Pellegrini vio el tubo de metal casi inmediatamente cuando las fotografías subieron desde el laboratorio criminal, dos días después de que se descubriera el cuerpo. No había ninguna duda: la barra de metal de la foto era la misma que Garvey había recogido durante el segundo día de registros en la avenida Newington. Cuando Garvey sacó el tubo de aquel patio trasero, todavía había pegado en él un pelo y un poco de sangre coagulada, sangre que se comprobó que pertenecía a la víctima. Sin embargo, el día en que se encontró el cuerpo, el tubo de metal había sido de algún modo pasado por alto.

Pellegrini recuerda aquella mañana en la escena del crimen, y la vaga premonición que lo llevó a ralentizar todo lo que sucedía. Recuerda el momento en el que la gente del forense vino a por el cuerpo y preguntó si todo el mundo estaba listo. Sí, estaban listos. Habían caminado centímetro a centímetro por el patio y comprobado todos los detalles dos veces. Así que ¿qué hacía ese condenado tubo de metal en las fotografías? ¿Y cómo demonios la habían pasado por alto durante aquellas primeras horas?

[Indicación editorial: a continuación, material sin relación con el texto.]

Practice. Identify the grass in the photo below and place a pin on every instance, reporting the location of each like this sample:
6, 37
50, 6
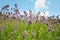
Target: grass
8, 31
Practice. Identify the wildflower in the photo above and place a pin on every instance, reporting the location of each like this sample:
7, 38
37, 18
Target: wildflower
58, 38
15, 26
10, 35
32, 33
25, 34
0, 29
41, 29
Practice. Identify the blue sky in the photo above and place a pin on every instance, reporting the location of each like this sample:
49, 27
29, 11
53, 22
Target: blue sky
52, 6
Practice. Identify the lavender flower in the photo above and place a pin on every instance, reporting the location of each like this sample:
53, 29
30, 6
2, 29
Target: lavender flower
32, 33
25, 34
0, 29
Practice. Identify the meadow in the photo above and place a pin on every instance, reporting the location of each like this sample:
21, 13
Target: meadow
20, 30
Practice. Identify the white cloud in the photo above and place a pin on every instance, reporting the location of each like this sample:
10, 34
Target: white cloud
45, 15
40, 4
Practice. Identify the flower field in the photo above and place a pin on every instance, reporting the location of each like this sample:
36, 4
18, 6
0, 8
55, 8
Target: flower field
20, 30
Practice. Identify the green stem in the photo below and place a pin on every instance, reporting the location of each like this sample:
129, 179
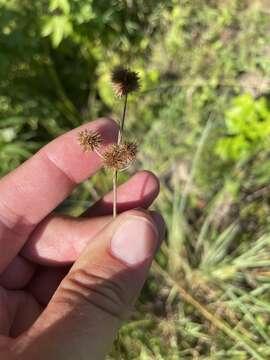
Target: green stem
220, 324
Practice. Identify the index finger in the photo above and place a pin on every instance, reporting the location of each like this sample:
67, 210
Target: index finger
34, 189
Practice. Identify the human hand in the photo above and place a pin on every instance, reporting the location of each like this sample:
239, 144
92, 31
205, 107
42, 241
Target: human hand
48, 309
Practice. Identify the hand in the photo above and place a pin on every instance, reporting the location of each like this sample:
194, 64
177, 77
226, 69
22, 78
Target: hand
48, 309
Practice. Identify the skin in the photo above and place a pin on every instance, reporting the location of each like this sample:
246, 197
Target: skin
63, 292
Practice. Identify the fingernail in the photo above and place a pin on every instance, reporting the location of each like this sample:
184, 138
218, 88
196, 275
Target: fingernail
134, 241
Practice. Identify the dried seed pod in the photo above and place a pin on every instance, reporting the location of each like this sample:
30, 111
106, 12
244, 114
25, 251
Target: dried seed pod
124, 81
119, 156
89, 140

No es que Pellegrini tuviera la menor idea de qué relación tenía aquella tubería con su asesinato. Quizá la tiraron allí junto con el cuerpo. Quizá la usara el asesino, puede que para simular relaciones sexuales. Eso explicaría la sangre y el pelo, así como el desgarro vaginal que se había descubierto en la autopsia. O quizá todo aquello estaba tirado en el patio desde antes, un resto de una mesa de televisión o un rizador que de algún modo se había mezclado con su escena del crimen. Quizá la sangre y el pelo entraron en contacto con el tubo cuando el anciano salió a limpiar su patio después de que se llevaran el cuerpo. No había forma de saberlo, pero el hecho de que una prueba hubiera pasado desapercibida durante veinticuatro horas era muy inquietante. ¿Qué más se les podía haber escapado?

Pellegrini continúa leyendo el expediente y revisa algunos de los informes del peinado del número 700. Algunas de las entrevistas parecen haber sido realizadas con mucho cuidado, con los inspectores o los agentes repreguntando si surgían nuevos datos, o animando a los testigos a que completaran sus respuestas. Otras, sin embargo, parecían superficiales y mecánicas, como si el agente implicado se hubiera convencido de antemano de que aquella entrevista era una pérdida de tiempo.

Pellegrini lee los informes y piensa en las preguntas que se podrían haber hecho, que se deberían haber hecho, durante esos primeros días cuando los recuerdos están aún frescos. Un vecino dice que no sabe nada del asesinato. Perfecto, pero ¿oyó algún ruido en el callejón es noche? ¿Voces? ¿Gritos? ¿El motor de un coche? ¿Vio unos faros? ¿Nada en absoluto esa noche? ¿Y otras noches? ¿Ha habido problemas con alguien del barrio? Tiene usted viviendo al lado a un par de personas que le ponen nervioso, ¿verdad? ¿Por qué? ¿Han tenido sus hijos problemas con alguna de esas personas alguna vez? ¿Por qué no quiere que se acerquen a esa gente?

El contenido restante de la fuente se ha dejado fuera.